- Resuming training states is also simplified, and compatible with multi-device setups:
>>> trainer = Trainer(... device=device, use_distributed=True)
>>> trainer.train(..., resume_from_dir="./checkpoints", ...)
Trainer resuming from epoch 5...
The Trainer accepts a `DataProcessor` module to streamline data pre- and post-processing. Explicit `train()` and `eval()` modes were also added to the `DataProcessor`, making the behavior during training and evaluation clearer and more explicit.
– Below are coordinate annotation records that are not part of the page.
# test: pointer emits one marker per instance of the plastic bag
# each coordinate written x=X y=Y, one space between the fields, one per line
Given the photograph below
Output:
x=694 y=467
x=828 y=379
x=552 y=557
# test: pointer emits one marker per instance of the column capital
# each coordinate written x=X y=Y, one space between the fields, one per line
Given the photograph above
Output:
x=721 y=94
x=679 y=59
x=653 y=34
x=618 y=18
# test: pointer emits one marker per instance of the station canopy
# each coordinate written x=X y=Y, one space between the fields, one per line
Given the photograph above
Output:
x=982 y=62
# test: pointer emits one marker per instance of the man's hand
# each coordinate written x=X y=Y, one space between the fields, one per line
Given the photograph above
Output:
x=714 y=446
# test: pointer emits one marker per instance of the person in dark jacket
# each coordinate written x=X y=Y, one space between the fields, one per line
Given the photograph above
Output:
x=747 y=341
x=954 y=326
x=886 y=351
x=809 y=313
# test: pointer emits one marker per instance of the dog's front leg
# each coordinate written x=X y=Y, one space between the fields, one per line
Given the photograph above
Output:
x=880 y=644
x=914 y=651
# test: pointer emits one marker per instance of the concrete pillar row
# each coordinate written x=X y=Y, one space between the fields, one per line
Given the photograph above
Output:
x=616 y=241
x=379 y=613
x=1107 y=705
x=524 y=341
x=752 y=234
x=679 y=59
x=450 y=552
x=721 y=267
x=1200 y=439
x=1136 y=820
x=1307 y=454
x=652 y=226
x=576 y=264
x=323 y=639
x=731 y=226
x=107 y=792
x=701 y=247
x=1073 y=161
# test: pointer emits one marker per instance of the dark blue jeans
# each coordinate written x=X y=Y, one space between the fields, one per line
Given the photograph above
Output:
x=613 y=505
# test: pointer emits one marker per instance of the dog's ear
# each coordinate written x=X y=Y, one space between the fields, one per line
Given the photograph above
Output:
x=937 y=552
Last, logging has been reintroduced into the `Trainer`, including better integration with Weights and Biases (WandB) for experiment tracking.
For an example of the new Trainer in action, check out our [interactive training example](https://neuraloperator.github.io/dev/auto_examples/plot_FNO_darcy.html)!
New neural operator architectures
GINO
The GINO ([Geometry-Informed Neural Operator](https://arxiv.org/abs/2309.00583)) architecture brings the FNO's ability to learn complex dynamics to irregular geometries. The GINO maps between functions provided at arbitrary input coordinates. For maximum modularity, the GINO is composed of configurable `GNOBlock` and `FNOBlock` operator layers.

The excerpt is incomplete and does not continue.